I’m not sure why the Dave Thomas algorithm was so slow at computing a list of the first 3 Fibonacci numbers. My guess is that CPU core was busy with something else when that number was benchmarked and it skewed the results.

As you can see these three algorithms perform very differently as the length of the list they must generate grows. Up to around 10 items the Rosetta Code algorithm and Dave Thomas algorithm perform about the same. After 10 items the run time for the Dave Thomas algorithm quickly climbs, for a list of 30 it takes nearly 1/10 a second, and for a list of 45 it takes over two minutes. The Rosetta Code algorithm performs much better. Only taking around 17 microseconds to compute a list of the first 45 Fibonacci numbers. My algorithm appears to have similar performance characteristics to the Rosetta Code algorithm, but with times that averaged less than a quarter the run time of the of the Rosetta Code algorithm. Note that the timing code was rounding to the nearest microsecond, so some computations took less than half a microsecond for my algorithm.

I decided to do a little more benchmarking of my algorithm and the Rosetta code algorithm. Since both algorithms seemed pretty fast I tried using them to generate much larger lists of Fibonacci numbers.
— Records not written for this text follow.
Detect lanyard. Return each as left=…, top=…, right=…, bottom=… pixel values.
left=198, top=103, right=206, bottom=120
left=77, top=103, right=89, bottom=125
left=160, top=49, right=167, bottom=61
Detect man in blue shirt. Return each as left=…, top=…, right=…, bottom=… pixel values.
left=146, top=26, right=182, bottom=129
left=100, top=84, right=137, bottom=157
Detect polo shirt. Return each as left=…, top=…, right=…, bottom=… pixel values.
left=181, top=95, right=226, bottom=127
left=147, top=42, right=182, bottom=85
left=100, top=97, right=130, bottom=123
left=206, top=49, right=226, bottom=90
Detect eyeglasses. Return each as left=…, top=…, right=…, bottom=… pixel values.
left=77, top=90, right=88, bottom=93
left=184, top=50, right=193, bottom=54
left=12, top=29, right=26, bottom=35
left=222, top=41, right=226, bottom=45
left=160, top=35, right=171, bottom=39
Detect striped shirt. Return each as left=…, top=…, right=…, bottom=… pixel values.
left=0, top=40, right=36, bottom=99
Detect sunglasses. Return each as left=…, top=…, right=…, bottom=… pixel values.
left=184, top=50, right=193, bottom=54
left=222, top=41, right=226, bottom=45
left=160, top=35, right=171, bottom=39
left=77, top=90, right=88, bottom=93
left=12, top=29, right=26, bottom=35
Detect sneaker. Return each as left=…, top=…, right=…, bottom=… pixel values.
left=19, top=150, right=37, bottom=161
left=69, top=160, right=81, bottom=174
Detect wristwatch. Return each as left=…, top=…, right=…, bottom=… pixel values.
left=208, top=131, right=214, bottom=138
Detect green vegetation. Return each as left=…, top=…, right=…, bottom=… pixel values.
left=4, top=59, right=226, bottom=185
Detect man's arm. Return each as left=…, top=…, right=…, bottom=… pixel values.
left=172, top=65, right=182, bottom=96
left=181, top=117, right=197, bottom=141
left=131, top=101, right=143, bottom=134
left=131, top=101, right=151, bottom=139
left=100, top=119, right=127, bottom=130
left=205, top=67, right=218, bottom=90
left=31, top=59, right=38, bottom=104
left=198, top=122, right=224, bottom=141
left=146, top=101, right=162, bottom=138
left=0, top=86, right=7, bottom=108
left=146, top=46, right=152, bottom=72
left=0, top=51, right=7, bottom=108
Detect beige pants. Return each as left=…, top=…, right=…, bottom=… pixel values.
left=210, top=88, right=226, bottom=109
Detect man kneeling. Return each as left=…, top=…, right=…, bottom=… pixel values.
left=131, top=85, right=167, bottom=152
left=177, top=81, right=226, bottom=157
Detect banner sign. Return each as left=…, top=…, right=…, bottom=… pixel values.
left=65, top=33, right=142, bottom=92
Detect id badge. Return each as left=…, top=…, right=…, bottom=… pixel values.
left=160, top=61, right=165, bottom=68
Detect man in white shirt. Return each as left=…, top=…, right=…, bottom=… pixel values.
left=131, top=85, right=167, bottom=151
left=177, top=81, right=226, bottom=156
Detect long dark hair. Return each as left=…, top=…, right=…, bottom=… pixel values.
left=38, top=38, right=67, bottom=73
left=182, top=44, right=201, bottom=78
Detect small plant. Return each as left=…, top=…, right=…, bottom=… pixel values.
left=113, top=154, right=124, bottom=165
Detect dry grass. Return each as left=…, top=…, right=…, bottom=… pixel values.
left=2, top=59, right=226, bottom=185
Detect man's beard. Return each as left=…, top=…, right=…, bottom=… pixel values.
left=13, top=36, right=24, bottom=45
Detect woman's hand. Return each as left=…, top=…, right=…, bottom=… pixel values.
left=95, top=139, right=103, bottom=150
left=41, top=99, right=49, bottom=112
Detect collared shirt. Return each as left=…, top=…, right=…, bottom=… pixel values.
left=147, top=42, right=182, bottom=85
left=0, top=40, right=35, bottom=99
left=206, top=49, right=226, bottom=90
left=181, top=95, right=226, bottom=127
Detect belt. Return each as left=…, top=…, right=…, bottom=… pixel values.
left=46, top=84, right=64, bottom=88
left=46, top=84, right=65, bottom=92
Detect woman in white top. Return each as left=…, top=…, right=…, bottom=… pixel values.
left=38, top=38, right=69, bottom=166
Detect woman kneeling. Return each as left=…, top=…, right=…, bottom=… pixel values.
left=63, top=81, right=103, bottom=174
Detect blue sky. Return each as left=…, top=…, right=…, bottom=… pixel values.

The results are shown in the table below. Again, time is in microseconds.

List Size

Rosetta Code

Mine

100

76

5

500

2892

36

1000

15058

78

5000

631680

870

10000

4152261

4767

100000

> 5 minutes (never returned)

1195938

Clearly my algorithm performs better as it doesn’t have to generate each number from scratch each time it computes a new number in the resulting list. As the list it must generate grows in size the Rosetta Code algorithm’s run time grows exponentially. For generating a list of Fibonacci numbers it’s clear my algorithm performs the best.

Conclusion

Clearly these three algorithms have very different performance characteristics. For generating a single Fibonacci number the Rosetta Code function will work fine. My function will also work fine for generating a single Fibonacci number, but will use more memory due to the list that it builds. The Dave Thomas algorithm performs poorly for anything beyond the first 30 Fibonacci numbers and probably shouldn’t be used for anything other than exercises like this.

My algorithm, which was designed to generate a list of Fibonacci numbers, turns out to be the best algorithm for generating a list of Fibonacci numbers. Looping over the Fibonacci functions for the other algorithms greatly degrades their performance. It’s better to design a new Fibonacci function that generates the full list in one recursive call rather than reusing an existing Fibonacci function that only generates one number at a time to build the list.